Your site’s backend structure – and how well you translate that to front-end navigation on your site’s interface – can significantly affect the end-user experience.

And so can we, for the better.

Website Audits

In some cases, it makes more sense to modify an existing site than overhaul it entirely. In these situations, our consulting department can perform comprehensive website audits that include:

  • Basic overview report: A high-level overview of the snags that negatively impact site performance and user experience.
  • Quote to fix errors: An estimate for how much it would cost Brafton to correct any and all site mistakes.
  • Scorecard: A proprietary ranking system that gauges each site error’s priority level and assesses the extent to which these issues are influencing site performance.
  • Branded full audit analysis: A comprehensive, branded and formatted document that’s designed to be presentable to decision-makers and easy to read. This report contains hard numbers on all the problems affecting your site and provides personalised solutions to those concerns on both micro and macro levels.
  • Competitor & social analysis: Competitor analysis for 5 business or digital rivals that includes assessments of organic and paid SEO campaigns, keyword rankings, backlink portfolios, social performance and more.
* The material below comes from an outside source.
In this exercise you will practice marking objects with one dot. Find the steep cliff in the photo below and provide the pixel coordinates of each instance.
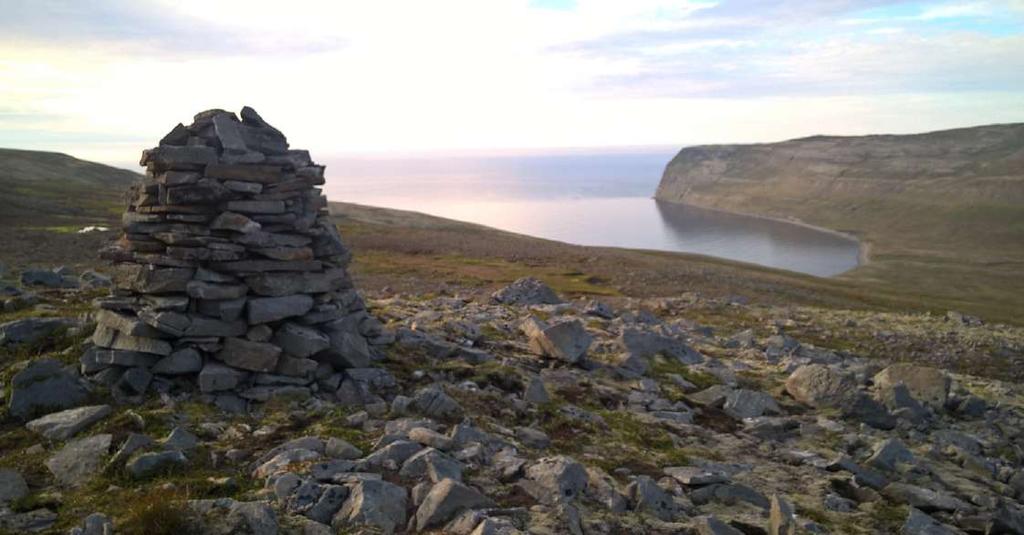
(980, 164)
(939, 211)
The most important elements of your site’s design are sometimes on the backend. Our Bronze, Silver, Gold and Platinum website audit packages can help you identify obstacles on your website that aren’t so easy to see.

Mobile Optimisation

Google prioritises your site’s mobile version when it determines your ranking in search.

Why? Because more than 60% of all searches are conducted on mobile devices. Optimising your site for mobile-first indexing and for a mobile user experience has never been more important than it is today.

Our content strategists and consultants provide in-depth analysis of your mobile site performance (including the responsiveness of its design) and assess technical elements that could be negatively affecting mobile UX.